One basic quality unites all the works of mankind that speak to us in human, recognizable voices across the barriers of time, culture and space: the simple quality of being well made."
- Bill Reid, Haida artist, Vancouver BC

Just days ago, at the University of British Columbia Museum of Anthropology, I stood in awe of floor to ceiling totem poles of the coastal native tribes of the Canadian Northwest. Collected and archived from a period of several hundred years ago to just past the end of 19th century - and reinterpreted and revived in the 20th century and today by artists such as Bill Reid - these ancient cultures speak through the silence. They communicate, as Reid said, across time. Through the artistry of the hand-hewn canoe, the enduring totem, the plaited basket left behind by long ago generations for modern discovery. The MOA display area for these totems, a vast soaring open space, constructed of rough cedar poles supporting glass walls rising three plus stories, barely accommodates some of these magnificent artifacts. Many totems are larger in diameter than three men might wrap their arms around - some of them cut and shipped in segments, they are so tall. Painted and unpainted, aged salt-stained gray, cracked, fragile, these totems are the long ago work of living peoples of today. The stories of these coastal peoples, their legends and family histories, are carved into the iconic shapes of raven, bear, dog fish, whale and human, to name just a few.

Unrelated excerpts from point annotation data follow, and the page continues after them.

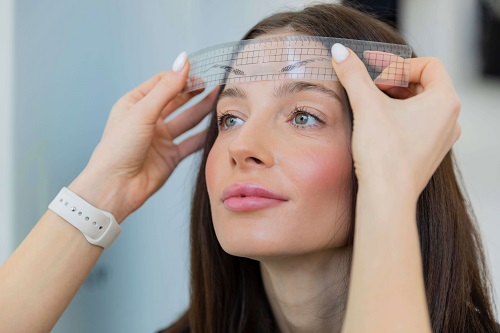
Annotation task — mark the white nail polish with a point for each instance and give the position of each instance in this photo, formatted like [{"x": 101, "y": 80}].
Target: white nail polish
[
  {"x": 179, "y": 62},
  {"x": 339, "y": 52}
]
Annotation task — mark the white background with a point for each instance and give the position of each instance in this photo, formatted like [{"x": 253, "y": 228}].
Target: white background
[{"x": 64, "y": 63}]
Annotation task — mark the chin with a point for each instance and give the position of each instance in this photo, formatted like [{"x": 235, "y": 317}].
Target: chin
[{"x": 266, "y": 240}]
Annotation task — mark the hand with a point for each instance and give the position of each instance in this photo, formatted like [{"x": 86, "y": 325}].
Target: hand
[
  {"x": 400, "y": 142},
  {"x": 136, "y": 154}
]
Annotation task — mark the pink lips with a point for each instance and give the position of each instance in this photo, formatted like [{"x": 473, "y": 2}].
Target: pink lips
[{"x": 249, "y": 197}]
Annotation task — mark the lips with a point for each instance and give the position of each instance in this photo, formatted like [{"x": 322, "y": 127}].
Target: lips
[{"x": 249, "y": 197}]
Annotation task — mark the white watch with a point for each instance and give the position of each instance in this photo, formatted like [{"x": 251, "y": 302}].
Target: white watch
[{"x": 98, "y": 227}]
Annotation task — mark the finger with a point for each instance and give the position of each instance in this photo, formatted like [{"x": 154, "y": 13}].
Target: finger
[
  {"x": 354, "y": 76},
  {"x": 191, "y": 144},
  {"x": 192, "y": 116},
  {"x": 179, "y": 101},
  {"x": 139, "y": 92},
  {"x": 163, "y": 92},
  {"x": 397, "y": 92}
]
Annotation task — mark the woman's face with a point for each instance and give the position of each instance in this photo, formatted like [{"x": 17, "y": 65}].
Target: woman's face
[{"x": 279, "y": 172}]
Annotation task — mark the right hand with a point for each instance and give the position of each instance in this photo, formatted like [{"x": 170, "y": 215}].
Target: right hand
[{"x": 136, "y": 154}]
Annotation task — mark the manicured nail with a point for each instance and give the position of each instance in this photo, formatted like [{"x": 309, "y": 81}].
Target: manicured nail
[
  {"x": 339, "y": 52},
  {"x": 179, "y": 62}
]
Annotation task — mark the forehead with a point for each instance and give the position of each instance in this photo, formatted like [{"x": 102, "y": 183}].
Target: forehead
[{"x": 261, "y": 59}]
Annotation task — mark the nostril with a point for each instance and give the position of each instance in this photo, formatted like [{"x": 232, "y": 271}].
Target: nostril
[{"x": 256, "y": 160}]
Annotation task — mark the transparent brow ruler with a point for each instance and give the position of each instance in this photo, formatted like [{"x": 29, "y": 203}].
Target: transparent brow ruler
[{"x": 292, "y": 58}]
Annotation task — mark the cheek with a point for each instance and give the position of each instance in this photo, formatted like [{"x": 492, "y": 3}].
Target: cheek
[
  {"x": 321, "y": 175},
  {"x": 213, "y": 168}
]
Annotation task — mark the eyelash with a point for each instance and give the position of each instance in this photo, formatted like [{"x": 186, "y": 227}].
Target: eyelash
[{"x": 297, "y": 110}]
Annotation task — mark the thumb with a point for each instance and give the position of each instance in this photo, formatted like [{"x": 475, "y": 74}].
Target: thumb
[{"x": 353, "y": 76}]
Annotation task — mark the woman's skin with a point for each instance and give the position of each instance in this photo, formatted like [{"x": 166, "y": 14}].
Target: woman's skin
[{"x": 396, "y": 146}]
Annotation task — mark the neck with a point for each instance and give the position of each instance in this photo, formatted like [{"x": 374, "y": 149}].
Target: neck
[{"x": 308, "y": 293}]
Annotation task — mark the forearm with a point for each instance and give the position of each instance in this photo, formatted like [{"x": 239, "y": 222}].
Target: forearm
[
  {"x": 386, "y": 292},
  {"x": 43, "y": 275}
]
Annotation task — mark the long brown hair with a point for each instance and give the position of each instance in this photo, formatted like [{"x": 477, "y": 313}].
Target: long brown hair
[{"x": 227, "y": 293}]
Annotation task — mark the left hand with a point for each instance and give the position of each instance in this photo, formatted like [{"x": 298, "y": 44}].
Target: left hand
[{"x": 400, "y": 142}]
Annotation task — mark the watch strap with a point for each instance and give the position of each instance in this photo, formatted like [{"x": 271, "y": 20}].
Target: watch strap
[{"x": 99, "y": 227}]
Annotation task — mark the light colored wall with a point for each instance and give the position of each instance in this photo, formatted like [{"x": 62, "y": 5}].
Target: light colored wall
[{"x": 6, "y": 115}]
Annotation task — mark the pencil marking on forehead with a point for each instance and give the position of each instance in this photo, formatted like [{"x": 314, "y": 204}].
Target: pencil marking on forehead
[{"x": 283, "y": 90}]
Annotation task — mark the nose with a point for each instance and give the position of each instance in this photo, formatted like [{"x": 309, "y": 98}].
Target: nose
[{"x": 251, "y": 147}]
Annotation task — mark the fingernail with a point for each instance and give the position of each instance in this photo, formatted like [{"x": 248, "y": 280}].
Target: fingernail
[
  {"x": 339, "y": 53},
  {"x": 179, "y": 62}
]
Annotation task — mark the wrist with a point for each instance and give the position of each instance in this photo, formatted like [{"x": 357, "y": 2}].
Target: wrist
[
  {"x": 101, "y": 192},
  {"x": 387, "y": 194}
]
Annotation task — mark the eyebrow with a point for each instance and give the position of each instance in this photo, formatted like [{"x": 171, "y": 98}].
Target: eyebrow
[{"x": 283, "y": 90}]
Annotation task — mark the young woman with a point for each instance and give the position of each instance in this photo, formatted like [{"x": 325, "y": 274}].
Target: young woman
[{"x": 354, "y": 220}]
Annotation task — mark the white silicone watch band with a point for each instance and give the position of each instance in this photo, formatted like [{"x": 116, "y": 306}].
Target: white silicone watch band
[{"x": 99, "y": 227}]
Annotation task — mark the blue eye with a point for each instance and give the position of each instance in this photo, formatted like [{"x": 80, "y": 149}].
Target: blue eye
[
  {"x": 227, "y": 120},
  {"x": 303, "y": 118}
]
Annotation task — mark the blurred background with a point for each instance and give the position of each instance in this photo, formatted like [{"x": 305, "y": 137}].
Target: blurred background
[{"x": 63, "y": 63}]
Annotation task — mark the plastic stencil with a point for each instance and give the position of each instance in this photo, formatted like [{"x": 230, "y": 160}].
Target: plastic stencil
[{"x": 293, "y": 58}]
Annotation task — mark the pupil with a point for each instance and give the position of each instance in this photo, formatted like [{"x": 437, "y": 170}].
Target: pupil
[{"x": 301, "y": 118}]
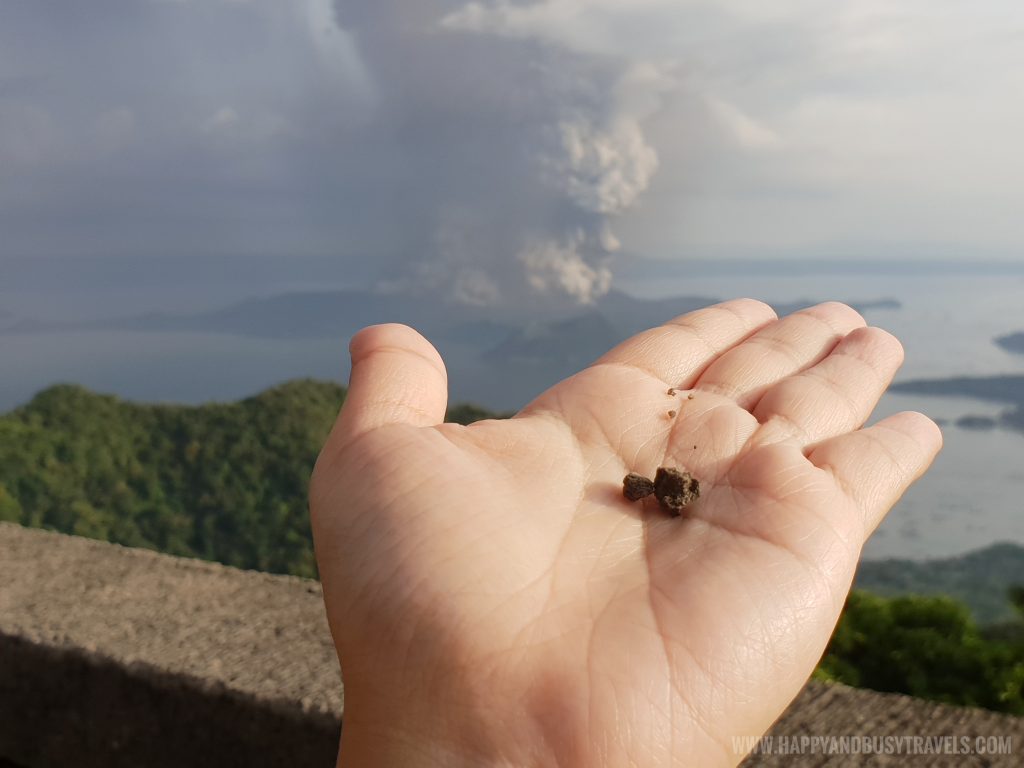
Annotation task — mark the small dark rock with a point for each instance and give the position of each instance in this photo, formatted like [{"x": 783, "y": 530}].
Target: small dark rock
[
  {"x": 637, "y": 486},
  {"x": 675, "y": 491}
]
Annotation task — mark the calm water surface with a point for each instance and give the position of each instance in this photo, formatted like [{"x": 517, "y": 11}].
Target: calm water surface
[{"x": 973, "y": 497}]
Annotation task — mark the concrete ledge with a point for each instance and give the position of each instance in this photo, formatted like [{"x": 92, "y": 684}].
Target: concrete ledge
[{"x": 112, "y": 656}]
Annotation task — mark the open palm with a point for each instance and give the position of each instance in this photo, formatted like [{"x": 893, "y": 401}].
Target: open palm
[{"x": 494, "y": 598}]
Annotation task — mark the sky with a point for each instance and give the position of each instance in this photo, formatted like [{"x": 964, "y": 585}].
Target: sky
[{"x": 491, "y": 151}]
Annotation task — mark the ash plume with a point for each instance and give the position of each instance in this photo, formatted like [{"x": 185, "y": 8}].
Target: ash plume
[{"x": 511, "y": 154}]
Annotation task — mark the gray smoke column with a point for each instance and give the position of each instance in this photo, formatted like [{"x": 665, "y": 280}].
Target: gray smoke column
[{"x": 511, "y": 154}]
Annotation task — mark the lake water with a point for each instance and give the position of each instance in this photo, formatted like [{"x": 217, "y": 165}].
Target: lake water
[{"x": 974, "y": 495}]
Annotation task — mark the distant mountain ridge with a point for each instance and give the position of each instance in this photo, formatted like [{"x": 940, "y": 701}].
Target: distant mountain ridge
[
  {"x": 980, "y": 579},
  {"x": 1008, "y": 389},
  {"x": 337, "y": 313}
]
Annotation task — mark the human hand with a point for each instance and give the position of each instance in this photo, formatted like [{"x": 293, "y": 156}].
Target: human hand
[{"x": 496, "y": 601}]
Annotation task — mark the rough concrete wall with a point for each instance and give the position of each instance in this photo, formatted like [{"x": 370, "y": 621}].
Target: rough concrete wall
[{"x": 112, "y": 656}]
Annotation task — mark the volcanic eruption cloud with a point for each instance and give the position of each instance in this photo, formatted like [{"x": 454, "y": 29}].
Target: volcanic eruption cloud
[{"x": 515, "y": 146}]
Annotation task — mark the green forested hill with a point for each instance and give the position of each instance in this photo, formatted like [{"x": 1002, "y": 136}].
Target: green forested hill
[
  {"x": 228, "y": 482},
  {"x": 222, "y": 481}
]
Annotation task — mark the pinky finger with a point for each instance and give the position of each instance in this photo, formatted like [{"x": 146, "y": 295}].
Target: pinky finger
[{"x": 876, "y": 465}]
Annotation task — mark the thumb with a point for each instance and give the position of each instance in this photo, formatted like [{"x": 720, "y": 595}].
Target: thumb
[{"x": 397, "y": 378}]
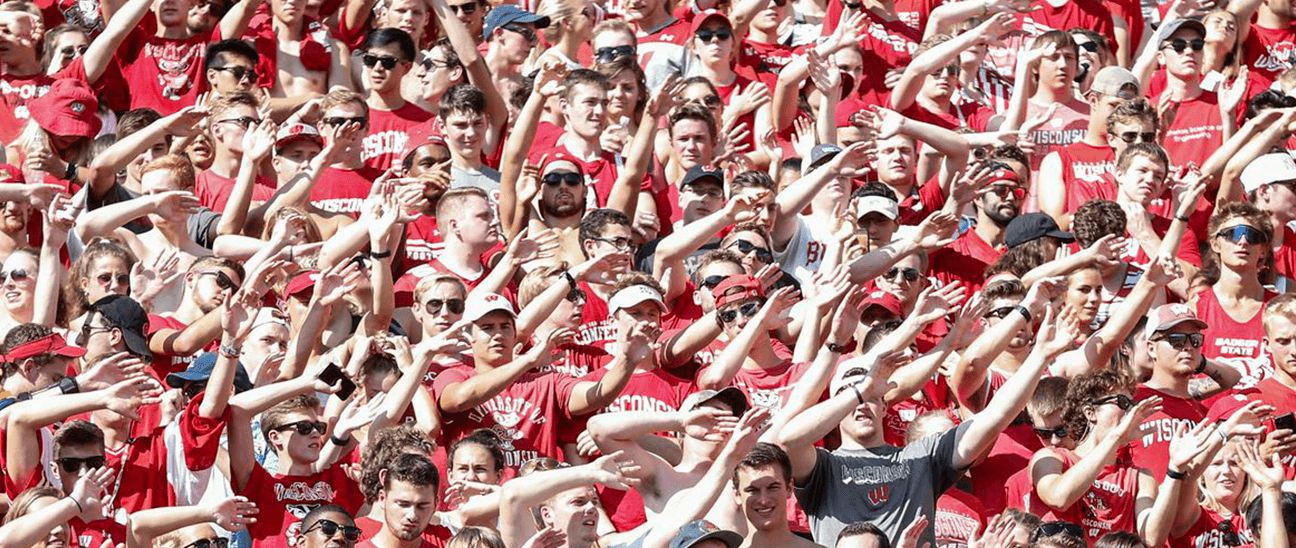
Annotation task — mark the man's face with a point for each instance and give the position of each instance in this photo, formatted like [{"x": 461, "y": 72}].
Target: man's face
[
  {"x": 692, "y": 143},
  {"x": 407, "y": 508},
  {"x": 586, "y": 110},
  {"x": 1143, "y": 180},
  {"x": 762, "y": 494}
]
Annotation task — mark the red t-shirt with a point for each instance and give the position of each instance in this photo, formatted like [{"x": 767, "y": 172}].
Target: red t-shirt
[
  {"x": 213, "y": 191},
  {"x": 1237, "y": 343},
  {"x": 345, "y": 191},
  {"x": 389, "y": 132},
  {"x": 163, "y": 74}
]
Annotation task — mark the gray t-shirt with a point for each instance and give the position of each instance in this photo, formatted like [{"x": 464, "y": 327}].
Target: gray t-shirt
[{"x": 887, "y": 486}]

As I explored the museum, I found myself studying the "multiversity galleries," collections of fascinating and diverse examples of crafts and cultural arts of Pacific peoples that range from the Polynesian and Asian to the Inuit. The connection between objects well made and enduring cultural linkages began to emerge as I studied the collective display. The use of porcelain masks in ancient Japanese Samurai Noh Theatre, for example, reflects a similar importance in the carved and painted masks of Northwest native dance. Weaving patterns in basketry from Northwest coastal communities represent patterns of handcrafted art reinterpreted elsewhere around the Pacific. My illuminating day among the old carvings echoed with the enduring power of art. The voices of the past are heard by the people of the present in the things they have made.